如何在linux中查看Hive orc文件的内容
声明:本页面是StackOverFlow热门问题的中英对照翻译,遵循CC BY-SA 4.0协议,如果您需要使用它,必须同样遵循CC BY-SA许可,注明原文地址和作者信息,同时你必须将它归于原作者(不是我):StackOverFlow
原文地址: http://stackoverflow.com/questions/20847024/
Warning: these are provided under cc-by-sa 4.0 license. You are free to use/share it, But you must attribute it to the original authors (not me):
StackOverFlow
How to see contents of Hive orc files in linux
提问by viper
Is there a way to see the contents of an orc file that hive 0.11 and above use. I usually cat gz files and decompress them to see the contents eg: cat part-0000.gz | pigz -d | more Note: pigz is a parallel gz program.
有没有办法查看 hive 0.11 及更高版本使用的 orc 文件的内容。我通常是 cat gz 文件并解压它们以查看内容,例如: cat part-0000.gz | 猪-d | 更多注意:pigz 是一个并行的 gz 程序。
I would like to know if there is something similar to this for orc files.
我想知道兽人文件是否有类似的东西。
采纳答案by geekyj
Updated answer in year 2020:
2020 年更新答案:
Per @Owen's answer, ORC has grown up and maturedas it's own Apache project. A completed list of ORC Adoptersshows how prevalent it is now supported across many varieties of Big Data technologies.
根据@Owen 的回答,ORC作为自己的Apache 项目已经成长和成熟。ORC 采用者的完整列表显示了它现在在多种大数据技术中的支持程度。
Credit to @Owen and the ORC Apache project team, ORC's project site has a fully maintained up-to-date documentation on using either the Javaor C++stand alone tool on ORC file stored on a Linux local file system. Which carried on the torch for the original Hive+ORC Apache wiki page.
感谢@Owen 和 ORC Apache 项目团队,ORC 的项目站点有一份完整维护的最新文档,内容涉及在 Linux 本地文件系统上存储的 ORC 文件上使用Java或C++独立工具。它为原始 Hive+ORC Apache wiki页面提供了火炬。
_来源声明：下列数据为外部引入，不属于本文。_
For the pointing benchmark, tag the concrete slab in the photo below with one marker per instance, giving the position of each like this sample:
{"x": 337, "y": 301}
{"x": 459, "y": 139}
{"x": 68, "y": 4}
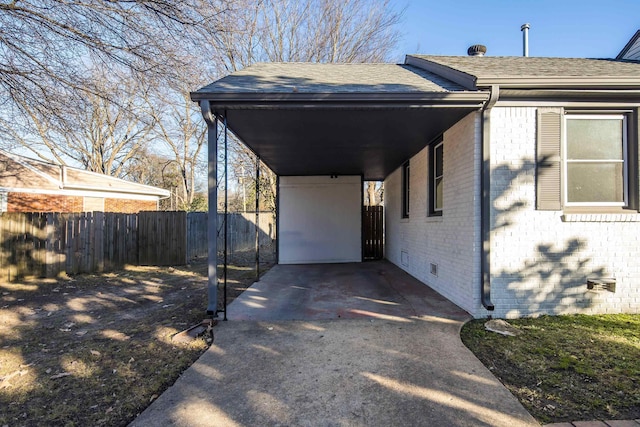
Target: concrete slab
{"x": 340, "y": 291}
{"x": 385, "y": 357}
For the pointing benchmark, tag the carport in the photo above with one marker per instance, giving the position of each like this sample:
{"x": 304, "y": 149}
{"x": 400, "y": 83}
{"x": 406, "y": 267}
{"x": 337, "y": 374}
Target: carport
{"x": 328, "y": 120}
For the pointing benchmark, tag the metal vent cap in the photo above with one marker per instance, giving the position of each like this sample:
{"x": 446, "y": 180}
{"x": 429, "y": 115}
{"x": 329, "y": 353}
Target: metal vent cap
{"x": 477, "y": 50}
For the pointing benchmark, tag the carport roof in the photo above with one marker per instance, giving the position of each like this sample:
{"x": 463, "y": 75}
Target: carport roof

Original answer dated: May 30 '14 at 16:27
原始答案日期: May 30 '14 at 16:27
The ORC file dump utility comes with hive (0.11 or higher):
hive --orcfiledump <hdfs-location-of-orc-file>
ORC 文件转储实用程序随 hive(0.11 或更高版本)一起提供:
hive --orcfiledump <hdfs-location-of-orc-file>
回答by Owen O'Malley
There is now also a native executable for Linux and MacOS that prints the contents of the orc file in JSON. See the ORC project (http://orc.apache.org/) and build the C++ tools.
现在还有一个适用于 Linux 和 MacOS 的本机可执行文件,可以以 JSON 格式打印 orc 文件的内容。请参阅 ORC 项目 ( http://orc.apache.org/) 并构建 C++ 工具。
% orc-contents examples/TestOrcFile.test1.orc
There is also a native metadata tool:
还有一个原生元数据工具:
% orc-metadata ../examples/TestOrcFile.test1.orc
The ORC project also has a standalone uber jar that can do the same from Java.
ORC 项目还有一个独立的 uber jar,可以从 Java 执行相同的操作。
% java -jar orc-tools-1.2.3-uber.jar data myfile.orc
回答by Eugene
It's also capable to see the contents of a ORC file by desktop application running on Linux.
它还能够通过在 Linux 上运行的桌面应用程序查看 ORC 文件的内容。
There is a desktop application to view Parquetand also other binary format data like ORCand AVRO. It's pure Java application so that can be run at Linux, Mac and also Windows. Please check Bigdata File Viewerfor details.
有一个桌面应用程序可以查看Parquet以及其他二进制格式的数据,如ORC和AVRO。它是纯 Java 应用程序,因此可以在 Linux、Mac 和 Windows 上运行。详情请查看大数据文件查看器。
It supports complex data type like array, map, struct, etc.
它支持复杂的数据类型,如数组、映射、结构等。